Sunday, 30 August 2009

The pixel revolution, the future of game graphics according to Edge article

More than a decade ago, old-school game coders urged their peers to reject the one true way of a fixed graphics pipeline, as embodied by the combination of Microsoft’s emerging DirectX API and the first wave of PC GPUs. The old school lost. The semi-standardisation of the graphics pipeline underwrote a leap forward in the visual quality of PC games and consoles, from Xbox to PlayStation 3.

From the start, however, the sameness that a fixed pipeline imposed on game engines and their output was apparent. In the early days you could usually tell what GPU a PC game was running on simply by the graphical effects, irrespective of the title or developer.

Change began five years ago with the move from fixed-function GPUs to a new generation that enabled semi-programmability through shaders.
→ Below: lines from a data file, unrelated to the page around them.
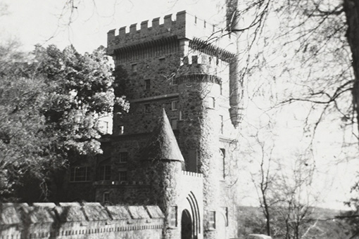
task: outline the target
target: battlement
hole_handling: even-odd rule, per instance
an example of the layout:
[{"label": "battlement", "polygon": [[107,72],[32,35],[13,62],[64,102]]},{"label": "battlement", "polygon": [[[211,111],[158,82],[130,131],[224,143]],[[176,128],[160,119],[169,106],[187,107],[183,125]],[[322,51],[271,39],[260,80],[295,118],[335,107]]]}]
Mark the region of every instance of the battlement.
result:
[{"label": "battlement", "polygon": [[158,238],[158,206],[99,202],[1,203],[1,238]]},{"label": "battlement", "polygon": [[189,171],[182,171],[182,175],[193,176],[193,177],[196,177],[196,178],[203,178],[203,177],[202,174],[195,173],[194,172],[189,172]]},{"label": "battlement", "polygon": [[[153,41],[156,44],[164,44],[174,40],[193,40],[197,38],[215,46],[234,53],[235,44],[234,38],[224,30],[207,22],[206,20],[191,15],[185,11],[177,13],[175,19],[172,15],[167,15],[163,18],[163,23],[160,24],[160,18],[153,18],[149,26],[149,20],[142,21],[139,24],[132,24],[128,28],[122,27],[119,29],[116,35],[115,30],[108,32],[108,53],[113,55],[114,51],[130,46]],[[146,44],[144,47],[148,47]]]}]

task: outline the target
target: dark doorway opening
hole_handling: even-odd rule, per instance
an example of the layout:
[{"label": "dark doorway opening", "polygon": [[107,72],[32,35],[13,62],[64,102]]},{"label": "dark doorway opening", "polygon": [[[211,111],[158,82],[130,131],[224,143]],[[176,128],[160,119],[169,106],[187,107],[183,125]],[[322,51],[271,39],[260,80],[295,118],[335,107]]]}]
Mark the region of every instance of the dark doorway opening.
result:
[{"label": "dark doorway opening", "polygon": [[192,220],[188,210],[182,211],[181,219],[181,239],[192,239]]}]

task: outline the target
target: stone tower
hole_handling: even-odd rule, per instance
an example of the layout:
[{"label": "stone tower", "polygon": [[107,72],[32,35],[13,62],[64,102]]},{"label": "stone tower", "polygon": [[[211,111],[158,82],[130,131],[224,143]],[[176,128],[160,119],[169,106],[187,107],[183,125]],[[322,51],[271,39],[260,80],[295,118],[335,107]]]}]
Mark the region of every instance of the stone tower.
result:
[{"label": "stone tower", "polygon": [[[108,33],[108,53],[115,64],[115,93],[126,96],[130,110],[126,114],[115,110],[109,160],[114,181],[111,186],[96,184],[97,199],[112,187],[114,202],[157,203],[170,224],[165,238],[234,237],[234,209],[228,190],[237,136],[229,114],[233,39],[185,11],[177,13],[175,20],[165,16],[163,24],[158,18],[151,27],[146,20],[139,29],[134,24],[128,32],[125,27],[117,35],[115,32]],[[156,167],[165,190],[158,194],[173,188],[176,191],[170,193],[175,195],[156,198],[156,176],[147,170],[154,167],[143,151],[158,117],[164,118],[163,109],[182,154]],[[168,180],[175,181],[175,186]]]}]

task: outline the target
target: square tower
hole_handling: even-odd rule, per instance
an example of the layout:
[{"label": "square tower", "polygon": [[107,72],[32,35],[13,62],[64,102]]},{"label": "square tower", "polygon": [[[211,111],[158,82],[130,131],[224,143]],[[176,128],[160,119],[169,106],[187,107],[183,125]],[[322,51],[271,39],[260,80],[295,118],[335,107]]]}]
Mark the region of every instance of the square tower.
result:
[{"label": "square tower", "polygon": [[[141,203],[144,199],[140,196],[125,195],[131,194],[129,182],[146,183],[148,179],[139,169],[146,160],[141,150],[164,109],[184,159],[182,174],[200,175],[202,182],[189,192],[176,193],[184,194],[184,200],[194,205],[202,205],[196,206],[201,212],[198,221],[192,221],[192,230],[196,226],[197,230],[192,236],[226,238],[233,235],[235,227],[229,226],[233,204],[227,186],[234,173],[231,164],[237,159],[237,131],[229,110],[229,65],[236,44],[227,32],[185,11],[177,13],[175,18],[168,15],[160,25],[158,18],[152,20],[151,27],[146,20],[139,29],[133,24],[128,32],[121,27],[118,35],[115,30],[108,33],[107,51],[115,65],[115,93],[126,96],[130,109],[128,113],[114,110],[108,143],[111,157],[103,164],[112,167],[109,181],[119,185],[113,201]],[[188,179],[176,179],[181,188],[191,183]],[[121,188],[122,184],[127,186]],[[97,200],[106,193],[106,185],[97,183]],[[149,188],[144,186],[144,192]],[[192,214],[184,209],[176,212],[176,219],[183,216],[193,221]]]}]

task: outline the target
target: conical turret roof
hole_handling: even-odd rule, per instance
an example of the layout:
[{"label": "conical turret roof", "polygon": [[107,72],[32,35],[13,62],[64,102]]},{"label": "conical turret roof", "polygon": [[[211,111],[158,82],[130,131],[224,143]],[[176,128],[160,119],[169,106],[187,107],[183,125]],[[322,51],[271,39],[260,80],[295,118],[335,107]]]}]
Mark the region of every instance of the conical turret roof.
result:
[{"label": "conical turret roof", "polygon": [[144,160],[184,162],[165,109],[143,154]]}]

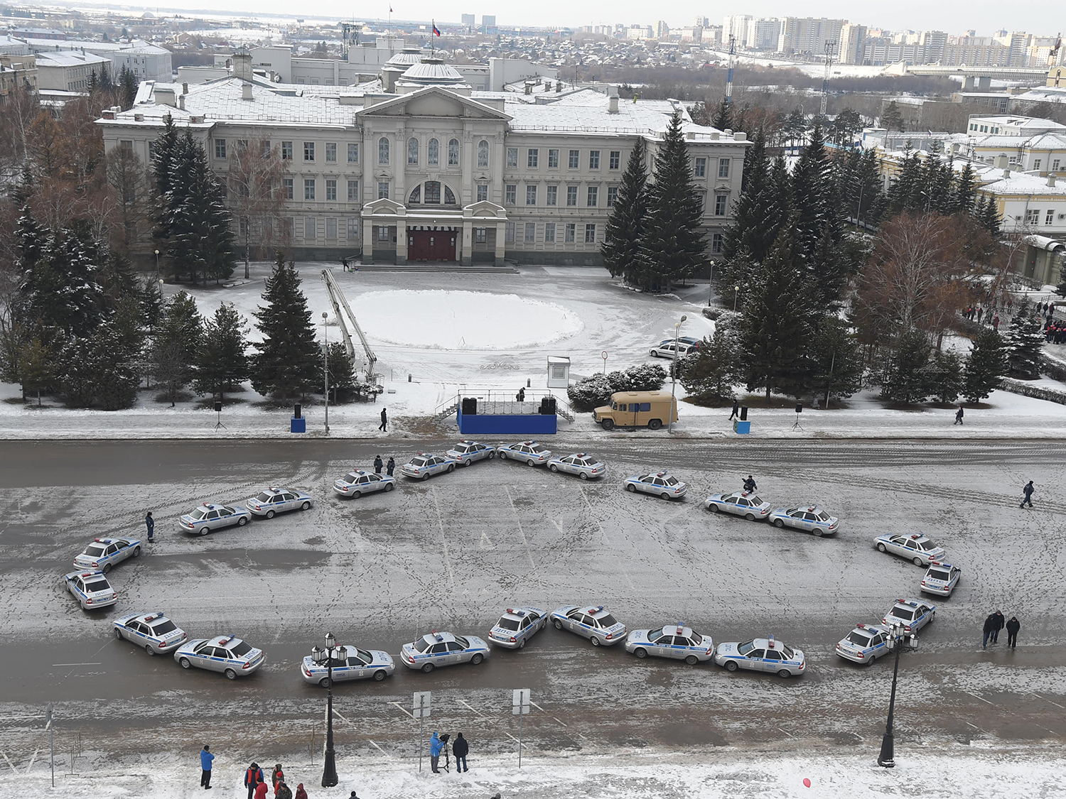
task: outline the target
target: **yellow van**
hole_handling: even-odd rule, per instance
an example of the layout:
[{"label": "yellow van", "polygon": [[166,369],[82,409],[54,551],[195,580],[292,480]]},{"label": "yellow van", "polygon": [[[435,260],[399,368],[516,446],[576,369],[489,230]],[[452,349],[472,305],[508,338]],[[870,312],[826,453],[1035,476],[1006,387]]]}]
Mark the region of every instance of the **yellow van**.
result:
[{"label": "yellow van", "polygon": [[677,399],[668,391],[615,391],[611,404],[593,411],[593,419],[613,427],[648,427],[658,430],[677,421]]}]

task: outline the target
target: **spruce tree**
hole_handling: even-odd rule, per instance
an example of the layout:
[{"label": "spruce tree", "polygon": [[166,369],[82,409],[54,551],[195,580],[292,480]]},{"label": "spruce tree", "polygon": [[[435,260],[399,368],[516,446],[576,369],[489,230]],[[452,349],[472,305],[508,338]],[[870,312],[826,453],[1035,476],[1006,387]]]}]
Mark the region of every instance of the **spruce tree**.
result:
[{"label": "spruce tree", "polygon": [[247,322],[232,303],[220,303],[204,321],[196,352],[193,388],[224,402],[224,393],[248,379]]},{"label": "spruce tree", "polygon": [[642,288],[668,289],[705,263],[702,201],[692,184],[689,148],[681,115],[674,114],[656,159],[655,183],[648,192],[648,216],[641,242]]},{"label": "spruce tree", "polygon": [[645,154],[644,140],[639,137],[626,162],[626,172],[618,184],[618,195],[607,221],[607,234],[600,245],[603,265],[611,276],[623,277],[634,286],[640,284],[637,256],[647,214],[648,174],[644,166]]},{"label": "spruce tree", "polygon": [[252,387],[268,396],[303,396],[322,377],[322,355],[296,264],[286,264],[284,252],[277,254],[262,297],[265,305],[255,312],[262,341],[256,345]]},{"label": "spruce tree", "polygon": [[1006,352],[1002,337],[991,328],[984,328],[973,339],[973,348],[966,360],[963,376],[963,396],[980,403],[999,388],[1006,374]]}]

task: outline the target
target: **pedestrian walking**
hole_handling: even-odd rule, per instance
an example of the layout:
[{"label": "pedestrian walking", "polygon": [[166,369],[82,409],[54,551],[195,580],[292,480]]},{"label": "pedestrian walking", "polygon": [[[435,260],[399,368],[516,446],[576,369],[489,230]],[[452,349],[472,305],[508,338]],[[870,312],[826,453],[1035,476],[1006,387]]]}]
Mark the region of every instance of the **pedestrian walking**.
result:
[{"label": "pedestrian walking", "polygon": [[1025,498],[1021,501],[1021,505],[1018,506],[1019,508],[1025,507],[1027,502],[1029,503],[1029,507],[1033,507],[1033,490],[1032,480],[1022,487],[1021,492],[1025,495]]},{"label": "pedestrian walking", "polygon": [[455,773],[470,770],[466,765],[466,756],[469,752],[470,745],[467,744],[467,739],[463,737],[463,733],[456,733],[455,740],[452,741],[452,754],[455,755]]},{"label": "pedestrian walking", "polygon": [[1018,646],[1018,631],[1021,630],[1021,622],[1017,616],[1012,616],[1006,623],[1006,646],[1014,649]]},{"label": "pedestrian walking", "polygon": [[[430,737],[430,770],[435,774],[440,773],[440,769],[437,768],[437,763],[440,762],[440,749],[443,744],[440,743],[440,738],[436,733]],[[355,793],[354,790],[352,792]]]},{"label": "pedestrian walking", "polygon": [[214,755],[211,754],[211,747],[207,744],[200,750],[200,787],[210,788],[211,787],[211,762],[214,760]]}]

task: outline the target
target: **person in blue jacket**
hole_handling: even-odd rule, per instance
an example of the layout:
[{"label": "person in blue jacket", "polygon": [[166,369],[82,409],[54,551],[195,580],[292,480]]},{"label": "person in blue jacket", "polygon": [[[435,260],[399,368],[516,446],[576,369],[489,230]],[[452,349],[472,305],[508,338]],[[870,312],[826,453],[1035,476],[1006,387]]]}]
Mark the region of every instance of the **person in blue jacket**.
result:
[{"label": "person in blue jacket", "polygon": [[437,737],[436,733],[433,733],[433,737],[430,738],[430,770],[435,774],[440,773],[440,769],[437,768],[437,762],[440,760],[440,750],[443,748],[443,741]]}]

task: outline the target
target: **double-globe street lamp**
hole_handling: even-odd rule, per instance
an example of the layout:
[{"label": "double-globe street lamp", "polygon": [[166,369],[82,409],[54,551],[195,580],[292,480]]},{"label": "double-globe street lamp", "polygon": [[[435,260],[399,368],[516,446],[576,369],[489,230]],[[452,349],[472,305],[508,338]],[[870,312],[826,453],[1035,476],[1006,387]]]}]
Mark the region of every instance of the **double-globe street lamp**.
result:
[{"label": "double-globe street lamp", "polygon": [[314,647],[311,650],[311,658],[314,663],[326,663],[326,757],[325,766],[322,769],[322,787],[332,788],[339,780],[337,779],[337,753],[333,748],[333,662],[334,656],[340,651],[337,639],[333,633],[326,633],[325,648]]}]

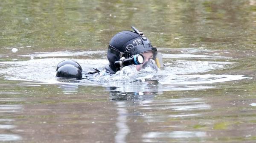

Game developers embraced the relative freedom and now they want more.

A fantastic article on the future of real-time graphics techniques, with a number of mini interviews with experts of the field, can be found on the online version of the excellent Edge magazine and is well worth a read for anybody wanting to investigate the upcoming trends in real-time game visuals.

http://www.edge-online.com/features/the-pixel-revolution

1 comment:

Matthew Fuller said...

thanks I have been looking forward to future rendering techniques. I have almost no knowledge of programming (my major is cognitive science at UTD). But for some reason they make me take programming and linear algebra. It just so happens I have a fascination with 2d surface patterns. Are you aware of any programs that can easily create 2d patterns in motion?